I suppose the problem was mine, not his; I was defensive for him—I couldn’t bear to see him rejected and hurt.

But this time there’d been good news in the letter. He’d grabbed me by the waist and whirled me around in the kitchen, then
he’d made for the studio, humming under his breath.

It was a piece on emigration they wanted, but not the usual—no rags or stick-thin limbs, no desperation. It was the emigration
of choice they were interested in—the people who left on account of an inner hunger, a craving for a wider experience than
they could have had at home.

Liam said that in among the starving there must always have been such people, but for years so many had
had
to leave it probably felt like heresy to speak of choice.

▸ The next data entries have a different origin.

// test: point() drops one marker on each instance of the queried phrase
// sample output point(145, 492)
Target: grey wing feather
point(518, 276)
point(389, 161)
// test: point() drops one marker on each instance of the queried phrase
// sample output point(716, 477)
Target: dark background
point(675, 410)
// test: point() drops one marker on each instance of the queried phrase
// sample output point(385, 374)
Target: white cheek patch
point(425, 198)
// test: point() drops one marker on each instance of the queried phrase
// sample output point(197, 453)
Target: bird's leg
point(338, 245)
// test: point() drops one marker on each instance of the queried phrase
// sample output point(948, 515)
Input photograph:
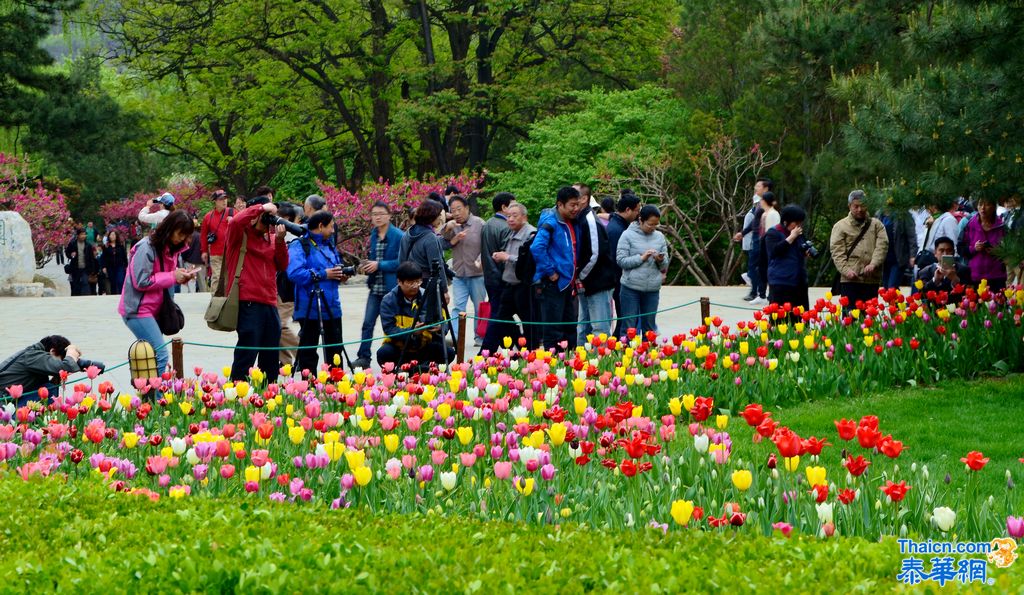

“But now the country’s booming, so it’s okay,” he said.

I was as pleased and excited as he was. There was stability for us both in a commission. It was good for Liam to work on something
he knew would be shown and good for me to be able
to budget and plan. And one thing led to another. A commission like this involved opening ceremonies and politicians and media
exposure, it meant his name would be around in the public mind. And perhaps more work would come out of it; there was luck
as well as talent in success, and it did no harm to dream. Anyway, it was a cheque in the bank, for they paid half the money
up front and the rest would come when the piece was handed over.